It’s a very decent looking game, too. While there isn’t much variety in environments and enemy design, it manages to maintain a palpable atmosphere of a destroyed world on the brink of total collapse. There’s not much dialogue to reinforce it, but the blasted cityscapes you fight through tell visual stories of their own.

Weapons feel damn good, too. It doesn’t quite have the Remnant 2 third-person feel, but each weapon has reassuring, satisfying feedback as you mow through the hordes. The shotguns in particular pack a really comforting punch when anything is dumb enough to get close. Ultimately, though, Synced will need to bring out new game modes and new Nanos in fairly quick succession if it wants to stay competitive and hold public interest. There’s plenty to grind on the pass, but even that can start to feel a little stale without variety.

Synced review

For many, the multiplayer will give it legs. Pitching several teams of Runners against one another to fight for resources, against the clock, with swarms of Nanos attacking and the same escalating difficulty is nothing short of frantic genius. Gameplay becomes more tense, more emergent, and certainly more entertaining. Played with people you know all communicating and strategizing, all deploying Nanos against one another, Synced is elevated to a genuinely unique experience.
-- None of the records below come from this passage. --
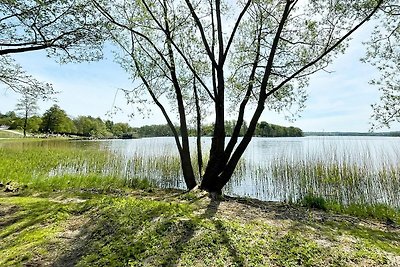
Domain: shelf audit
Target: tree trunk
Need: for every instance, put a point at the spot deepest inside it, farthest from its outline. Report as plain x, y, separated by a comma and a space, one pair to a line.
25, 123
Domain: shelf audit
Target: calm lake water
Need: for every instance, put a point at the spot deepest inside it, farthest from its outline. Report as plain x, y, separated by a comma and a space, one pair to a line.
272, 168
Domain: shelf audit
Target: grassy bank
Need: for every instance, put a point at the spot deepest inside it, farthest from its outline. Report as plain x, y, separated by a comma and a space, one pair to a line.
168, 228
61, 205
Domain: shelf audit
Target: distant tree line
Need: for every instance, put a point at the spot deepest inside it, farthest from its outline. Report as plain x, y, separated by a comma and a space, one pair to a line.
56, 121
265, 129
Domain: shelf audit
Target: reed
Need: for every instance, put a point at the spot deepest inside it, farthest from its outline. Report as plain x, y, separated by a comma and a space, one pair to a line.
341, 178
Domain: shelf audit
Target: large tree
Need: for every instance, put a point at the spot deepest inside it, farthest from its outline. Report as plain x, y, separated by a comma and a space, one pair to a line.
230, 57
384, 53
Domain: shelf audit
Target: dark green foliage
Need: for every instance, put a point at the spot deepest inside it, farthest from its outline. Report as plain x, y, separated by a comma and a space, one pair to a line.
56, 120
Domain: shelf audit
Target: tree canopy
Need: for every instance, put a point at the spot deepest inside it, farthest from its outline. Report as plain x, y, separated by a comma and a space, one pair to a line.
220, 57
384, 53
65, 28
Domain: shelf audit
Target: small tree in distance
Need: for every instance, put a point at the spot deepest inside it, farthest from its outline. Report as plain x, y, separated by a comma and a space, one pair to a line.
226, 56
27, 105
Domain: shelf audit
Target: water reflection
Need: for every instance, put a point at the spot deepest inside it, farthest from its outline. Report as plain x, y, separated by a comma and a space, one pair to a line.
346, 169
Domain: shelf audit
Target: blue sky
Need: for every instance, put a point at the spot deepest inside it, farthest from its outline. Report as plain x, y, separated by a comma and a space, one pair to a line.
339, 101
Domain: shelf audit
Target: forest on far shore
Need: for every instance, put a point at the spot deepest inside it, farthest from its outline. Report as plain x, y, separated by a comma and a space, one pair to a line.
56, 121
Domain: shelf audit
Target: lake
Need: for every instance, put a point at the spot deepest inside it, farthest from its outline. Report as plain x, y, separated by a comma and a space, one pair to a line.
346, 169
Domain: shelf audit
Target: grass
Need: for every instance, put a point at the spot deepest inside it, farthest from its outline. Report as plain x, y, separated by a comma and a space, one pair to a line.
6, 134
165, 228
80, 208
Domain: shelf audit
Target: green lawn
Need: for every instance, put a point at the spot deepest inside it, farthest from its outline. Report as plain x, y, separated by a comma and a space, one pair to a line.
6, 134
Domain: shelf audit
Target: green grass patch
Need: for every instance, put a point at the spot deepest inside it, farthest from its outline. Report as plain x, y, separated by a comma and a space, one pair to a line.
6, 134
142, 231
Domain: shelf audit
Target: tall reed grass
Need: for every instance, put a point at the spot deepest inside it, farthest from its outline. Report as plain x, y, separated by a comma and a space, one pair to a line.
342, 178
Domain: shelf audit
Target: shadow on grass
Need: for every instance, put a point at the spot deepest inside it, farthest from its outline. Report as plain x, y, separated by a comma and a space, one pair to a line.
151, 239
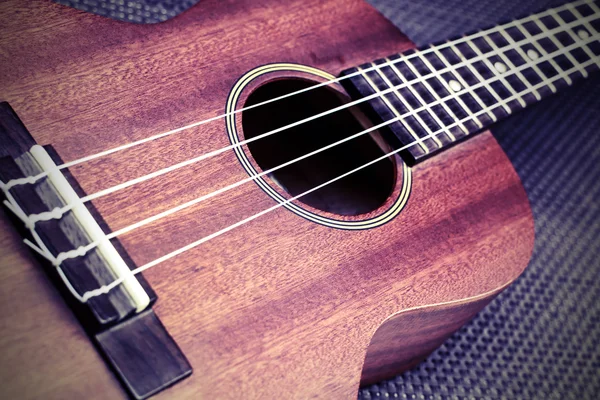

Synced combines simple storytelling with effective shooting, interesting powers and a fantastic, almost roguelite, upgrade system, and absolutely has the potential to dominate the live service space with regular updates and events. It may not necessarily do anything super new, but it presents an addictive, satisfying alternative to the wash of hero shooters and roguelikes out there.

Positives

Great shooting
Fun gameplay loop
Controlling Nanos feels great

Negatives

Needs more variety
Storytelling is a little flat

Editor Rating
 
Our Score
8.0

SCORE OUT OF TEN
8.0


In Short
 

Synced combines simple storytelling with effective shooting, interesting powers and a fantastic, almost roguelite, upgrade system.